Se intenta en todo momento adaptarnos lo más posible a la parcela para que los costes de movimientos de tierras y muros sean los menos posibles, aunque debido a la fuerte pendiente que tiene el solar en las dos direcciones será necesario la construcción de algunos muros de contención con las parcelas contiguas.

Se plantea como estrategia de partida aparatar el desnivel existente, permitiendo de esta manera tener distintos planos horizontales en los que poder desarrollar las partes del programa, adaptándose a la topografía y permitiendo segregar diferentes zonas según el grado de privacidad.

El acceso al solar se sitúa a la cota +3.50, la más alta que nos permite la calle por la esquina suroeste, y de esta manera crear una primera plataforma a nivel +4.50 que posiciona la parcela sobre la calle y se abra a las vistas, en ésta se coloca la piscina de la vivienda disfrutando del mejor soleamiento. Así el acceso a la vivienda se hace más controlado y de modo lateral, pudiendo desarrollar una rampa para los coches y una escalera muy tendida que nos lleva a la segunda parata, a la cota +5.50, cota en la que se coloca estratégicamente la vivienda.

La construcción se retranquea en la medida de lo posible de la calle para liberar la mayor parte de la parcela en la mejor situación de soleamiento y como relación directa entre la planta baja y el paisaje.

Se crea una tercera parata a la cota +8.50 en la parte de atrás de la parcela para producir un tercer escalón en la contención de tierra que se pretende hacer. Este nivel se proyecta como una terraza natural mucho más privada, de acceso totalmente restringido, que separa la vivienda de las otras parcelas medianeras.

La parcela por lo tanto queda dividida y urbanizada en estos tres niveles, de manera que la vivienda se sitúa en una cota intermedia que nos permite disfrutar de todo el entorno, y optimizar el uso de los espacios libres de la parcela.

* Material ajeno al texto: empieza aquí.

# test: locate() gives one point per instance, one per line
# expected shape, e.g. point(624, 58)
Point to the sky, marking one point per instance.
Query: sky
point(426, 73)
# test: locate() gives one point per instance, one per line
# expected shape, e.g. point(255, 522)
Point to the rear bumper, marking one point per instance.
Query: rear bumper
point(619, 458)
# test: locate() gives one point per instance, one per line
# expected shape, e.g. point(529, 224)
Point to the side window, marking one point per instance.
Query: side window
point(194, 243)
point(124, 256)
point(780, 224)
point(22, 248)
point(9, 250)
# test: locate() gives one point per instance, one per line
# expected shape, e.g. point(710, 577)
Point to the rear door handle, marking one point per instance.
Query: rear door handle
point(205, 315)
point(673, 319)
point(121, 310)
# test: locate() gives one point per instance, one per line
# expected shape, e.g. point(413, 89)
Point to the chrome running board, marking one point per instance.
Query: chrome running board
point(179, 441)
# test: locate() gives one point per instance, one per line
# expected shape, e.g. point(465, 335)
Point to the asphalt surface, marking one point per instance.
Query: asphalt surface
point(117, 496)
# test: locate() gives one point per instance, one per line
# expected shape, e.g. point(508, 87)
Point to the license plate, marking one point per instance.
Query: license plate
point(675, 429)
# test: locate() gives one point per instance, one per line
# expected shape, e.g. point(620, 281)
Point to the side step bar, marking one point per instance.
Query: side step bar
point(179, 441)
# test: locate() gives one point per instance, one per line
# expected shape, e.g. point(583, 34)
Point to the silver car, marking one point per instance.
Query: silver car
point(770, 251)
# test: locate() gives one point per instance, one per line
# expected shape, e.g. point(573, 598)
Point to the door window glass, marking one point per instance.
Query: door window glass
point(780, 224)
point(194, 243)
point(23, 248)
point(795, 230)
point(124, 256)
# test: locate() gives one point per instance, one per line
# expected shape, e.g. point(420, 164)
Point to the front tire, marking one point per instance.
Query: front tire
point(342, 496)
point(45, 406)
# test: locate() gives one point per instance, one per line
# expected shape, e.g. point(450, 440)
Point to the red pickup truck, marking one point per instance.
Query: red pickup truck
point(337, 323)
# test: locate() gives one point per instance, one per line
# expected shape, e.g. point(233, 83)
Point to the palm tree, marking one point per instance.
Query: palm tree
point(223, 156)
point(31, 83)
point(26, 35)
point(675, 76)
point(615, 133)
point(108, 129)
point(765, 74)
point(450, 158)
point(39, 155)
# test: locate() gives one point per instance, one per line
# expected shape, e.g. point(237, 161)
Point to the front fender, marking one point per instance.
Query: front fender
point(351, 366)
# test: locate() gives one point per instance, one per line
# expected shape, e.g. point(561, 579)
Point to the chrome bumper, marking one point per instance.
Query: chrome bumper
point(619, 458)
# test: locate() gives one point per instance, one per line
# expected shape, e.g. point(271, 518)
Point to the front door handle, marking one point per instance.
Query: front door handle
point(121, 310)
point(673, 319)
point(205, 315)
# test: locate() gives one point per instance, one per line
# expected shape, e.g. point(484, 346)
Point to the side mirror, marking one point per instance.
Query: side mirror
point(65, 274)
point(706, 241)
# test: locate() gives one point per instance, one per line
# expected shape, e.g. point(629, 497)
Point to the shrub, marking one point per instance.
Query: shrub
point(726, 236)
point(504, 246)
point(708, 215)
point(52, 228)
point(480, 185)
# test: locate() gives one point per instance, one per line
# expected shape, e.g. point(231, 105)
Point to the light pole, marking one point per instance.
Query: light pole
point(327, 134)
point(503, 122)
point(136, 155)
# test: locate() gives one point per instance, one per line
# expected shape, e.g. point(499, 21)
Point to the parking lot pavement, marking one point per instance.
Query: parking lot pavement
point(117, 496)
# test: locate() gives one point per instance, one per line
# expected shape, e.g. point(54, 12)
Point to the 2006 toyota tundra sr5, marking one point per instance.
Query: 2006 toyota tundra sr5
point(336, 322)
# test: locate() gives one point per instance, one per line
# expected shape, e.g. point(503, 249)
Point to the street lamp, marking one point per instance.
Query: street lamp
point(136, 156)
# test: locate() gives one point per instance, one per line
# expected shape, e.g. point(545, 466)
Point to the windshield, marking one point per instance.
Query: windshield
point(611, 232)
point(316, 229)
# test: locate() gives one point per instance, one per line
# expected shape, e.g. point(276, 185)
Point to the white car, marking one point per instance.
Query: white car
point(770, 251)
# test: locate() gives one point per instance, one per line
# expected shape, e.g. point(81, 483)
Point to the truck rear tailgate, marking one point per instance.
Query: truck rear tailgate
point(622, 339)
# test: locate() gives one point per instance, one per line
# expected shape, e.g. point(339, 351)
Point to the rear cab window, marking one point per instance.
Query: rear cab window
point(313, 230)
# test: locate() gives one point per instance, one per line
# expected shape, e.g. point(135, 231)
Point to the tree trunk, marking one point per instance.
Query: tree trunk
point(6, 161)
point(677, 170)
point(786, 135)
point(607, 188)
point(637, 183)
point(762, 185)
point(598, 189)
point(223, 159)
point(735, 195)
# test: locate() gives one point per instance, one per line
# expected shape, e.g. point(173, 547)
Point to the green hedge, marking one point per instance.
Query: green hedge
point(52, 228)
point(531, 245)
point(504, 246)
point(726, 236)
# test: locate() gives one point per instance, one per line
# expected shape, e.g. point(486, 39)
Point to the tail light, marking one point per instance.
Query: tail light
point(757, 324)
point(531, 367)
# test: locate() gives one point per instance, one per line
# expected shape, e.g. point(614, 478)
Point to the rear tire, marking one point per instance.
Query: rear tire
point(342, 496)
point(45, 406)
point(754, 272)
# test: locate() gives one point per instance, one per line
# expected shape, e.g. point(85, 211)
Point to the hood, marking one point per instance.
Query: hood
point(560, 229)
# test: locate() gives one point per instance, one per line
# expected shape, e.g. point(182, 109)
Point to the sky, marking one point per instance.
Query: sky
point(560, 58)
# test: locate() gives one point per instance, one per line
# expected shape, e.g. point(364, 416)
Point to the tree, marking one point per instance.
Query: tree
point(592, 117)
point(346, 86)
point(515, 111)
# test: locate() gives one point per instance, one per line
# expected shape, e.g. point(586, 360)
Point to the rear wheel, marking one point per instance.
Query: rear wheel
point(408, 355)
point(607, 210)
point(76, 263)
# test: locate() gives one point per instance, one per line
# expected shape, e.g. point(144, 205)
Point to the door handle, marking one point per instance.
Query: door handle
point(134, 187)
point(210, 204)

De esta manera tanto el acceso, como los espacios libres y la piscina aprovechan el desnivel para situarse en las mejores condiciones, permitiendo que el garaje y las instalaciones se desarrollen a cota de la vivienda de una manera natural en un volumen abierto y semienterrado anexo.

La idea de la casa es hacer un prisma (la planta de dormitorios) que flota sobre la planta inferior, volando sobre ésta para generar el porche delantero.

La vivienda se concibe como un juego de volúmenes limpios en el que la planta baja en la que se sitúa la parte más pública forma un zócalo totalmente protegido por el prisma neto que vuela en todo su perímetro formando la planta alta, en la que se desarrolla la parte más privada de la vivienda.  La intención que se manifiesta en toda la construcción es la de abrirse al paisaje y las vistas de una manera protegida, produciendo espacios de sombra intermedios, como son el porche de la planta baja y la terraza de planta primera, que permitan controlar y proteger la incidencia del soleamiento.

La planta baja es el corazón de la vivienda, en ella se sitúan los espacios más públicos y de más uso, por eso se concibe como un único gran espacio que se puede segregar en otros más pequeños, y desde el cual se tiene una relación directa con toda la vivienda, bien sea con la parcela a través del porche o con la planta primera  mediante una doble altura que comunica visualmente el estudio de la planta alta con el salón.

La planta segunda forma un volumen limpio, una pieza exenta que protege la planta baja, en la que se sitúa la parte más privada de la vivienda, separando de una manera clara las distintas áreas del programa.